Il Duca Lanza aveva acquisito esperienza nel campo dell'urbanistica con la ricostruzione del borgo di Santo Stefano di Mistretta - di cui era feudatario col titolo di Principe di Santo Stefano, acquisito nel 1675 per donazione fattagli dalla sua prima moglie - dopo la frana del 1682 che aveva distrutto quello precedente su un altro sito, che venne da lui stesso pianificata.[4][5][6] Nella stesura del piano di ricostruzione di Catania e degli altri centri distrutti dal sisma del 1693, ebbe la collaborazione dell'ingegnere militare Carlos de Grunenbergh, del commissario generale Giuseppe Asmundo e del gesuita architetto Angelo Italia, ed acquisì un ruolo determinante per lo sviluppo del barocco siciliano del Val di Noto.[7][8] Alla sua intuizione (con la collaborazione del De Grunenbergh) si deve l'avveniristico (per l'epoca) disegno della nuova Catania ricostruita, approvato dal Consiglio per la riedificazione di Catania - da lui istituito e presieduto - nella seduta del 28 giugno 1694, che stabilì in primo luogo che le strade da costruirsi fossero tutte a retta linea, larghe e spaziose, intersecate da altre di eguali caratteristiche. Le vie e le piazze del centro barocco di Catania ne sono ancora oggi viva testimonianza.[9][10]

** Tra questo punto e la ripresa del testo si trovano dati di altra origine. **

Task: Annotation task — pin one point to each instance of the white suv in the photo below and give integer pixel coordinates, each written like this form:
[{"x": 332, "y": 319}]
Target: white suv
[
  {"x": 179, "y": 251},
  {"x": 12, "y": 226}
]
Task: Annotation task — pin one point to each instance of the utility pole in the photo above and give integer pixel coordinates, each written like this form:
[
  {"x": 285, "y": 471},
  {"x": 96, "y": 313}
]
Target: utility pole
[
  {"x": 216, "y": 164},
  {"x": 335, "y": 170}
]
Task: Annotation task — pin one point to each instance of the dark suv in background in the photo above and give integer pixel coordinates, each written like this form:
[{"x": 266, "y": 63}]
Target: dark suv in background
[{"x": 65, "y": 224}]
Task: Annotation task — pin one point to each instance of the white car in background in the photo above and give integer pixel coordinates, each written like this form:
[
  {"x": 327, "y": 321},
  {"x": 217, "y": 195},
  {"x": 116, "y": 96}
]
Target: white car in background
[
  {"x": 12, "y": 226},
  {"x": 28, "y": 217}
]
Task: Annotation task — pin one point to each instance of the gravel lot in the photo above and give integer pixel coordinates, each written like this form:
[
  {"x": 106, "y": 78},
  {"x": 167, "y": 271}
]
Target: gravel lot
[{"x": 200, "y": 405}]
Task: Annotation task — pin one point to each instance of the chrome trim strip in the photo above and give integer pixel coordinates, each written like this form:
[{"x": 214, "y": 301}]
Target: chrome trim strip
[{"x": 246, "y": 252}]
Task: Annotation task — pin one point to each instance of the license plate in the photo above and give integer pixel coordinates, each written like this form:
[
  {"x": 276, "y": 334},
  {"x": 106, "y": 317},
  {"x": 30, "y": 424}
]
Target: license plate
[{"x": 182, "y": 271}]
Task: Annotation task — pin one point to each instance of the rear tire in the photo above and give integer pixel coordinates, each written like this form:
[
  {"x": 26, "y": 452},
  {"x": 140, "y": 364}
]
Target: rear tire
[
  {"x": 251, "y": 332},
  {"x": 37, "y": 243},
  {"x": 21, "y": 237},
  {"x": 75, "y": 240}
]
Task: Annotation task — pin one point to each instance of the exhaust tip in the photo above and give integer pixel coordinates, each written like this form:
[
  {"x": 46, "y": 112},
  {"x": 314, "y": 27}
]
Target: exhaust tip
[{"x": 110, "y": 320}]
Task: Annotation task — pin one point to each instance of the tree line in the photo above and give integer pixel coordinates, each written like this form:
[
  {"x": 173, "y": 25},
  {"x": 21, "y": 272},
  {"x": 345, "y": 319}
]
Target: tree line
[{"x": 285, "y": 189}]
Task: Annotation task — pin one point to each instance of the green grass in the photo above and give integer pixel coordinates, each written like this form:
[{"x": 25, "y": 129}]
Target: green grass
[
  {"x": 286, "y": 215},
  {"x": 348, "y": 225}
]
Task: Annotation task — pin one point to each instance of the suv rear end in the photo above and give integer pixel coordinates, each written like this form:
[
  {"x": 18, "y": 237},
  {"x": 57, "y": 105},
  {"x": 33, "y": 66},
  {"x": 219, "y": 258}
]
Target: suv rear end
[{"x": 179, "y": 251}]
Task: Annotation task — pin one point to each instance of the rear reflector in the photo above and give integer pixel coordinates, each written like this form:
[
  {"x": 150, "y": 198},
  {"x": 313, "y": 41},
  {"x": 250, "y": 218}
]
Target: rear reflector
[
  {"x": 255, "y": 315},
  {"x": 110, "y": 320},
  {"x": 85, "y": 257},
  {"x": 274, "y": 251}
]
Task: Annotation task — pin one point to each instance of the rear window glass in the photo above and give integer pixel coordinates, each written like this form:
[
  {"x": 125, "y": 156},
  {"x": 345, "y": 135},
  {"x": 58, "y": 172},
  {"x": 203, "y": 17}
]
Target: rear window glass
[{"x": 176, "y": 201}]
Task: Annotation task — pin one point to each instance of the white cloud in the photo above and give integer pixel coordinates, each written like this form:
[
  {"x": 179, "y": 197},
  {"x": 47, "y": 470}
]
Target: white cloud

Nel Parlamento del 1698, fu nuovamente eletto deputato del Regno e nel 1703 fu nominato pretore di Palermo per la seconda volta.[1] Per quanto già avanti negli anni, resse con baldanza e fermezza la massima magistratura cittadina e fu pronto a organizzare a difesa i bastioni della città quando, al principio di luglio ed il 23 settembre, fu dato l'allarme per l'avvistamento di flotte nemiche e si temette uno sbarco.[1] Il Duca di Camastra morì nel 1708.[1]
Giuseppe Lanza Lucchese, III duca di Camastra e III principe di Santo Stefano, sposò in prime nozze la nobildonna Maria Gomez de Silveira Ferreri, principessa di Santo Stefano, figlia di Luigi e vedova di Antonino di Napoli, I principe di Santo Stefano, da cui non ebbe discendenza.[1][4]
In seconde nozze si unì alla nobildonna Melchiorra Castello Marchese, figlia di Gregorio, II principe di Castelferrato, da cui ebbe una sola figlia, Giovanna, che gli succedette nel possesso dei titoli e dei feudi, che passarono per via matrimoniale in dote al di lei marito Ignazio Lanza Reggio, IV principe di Trabia.[1]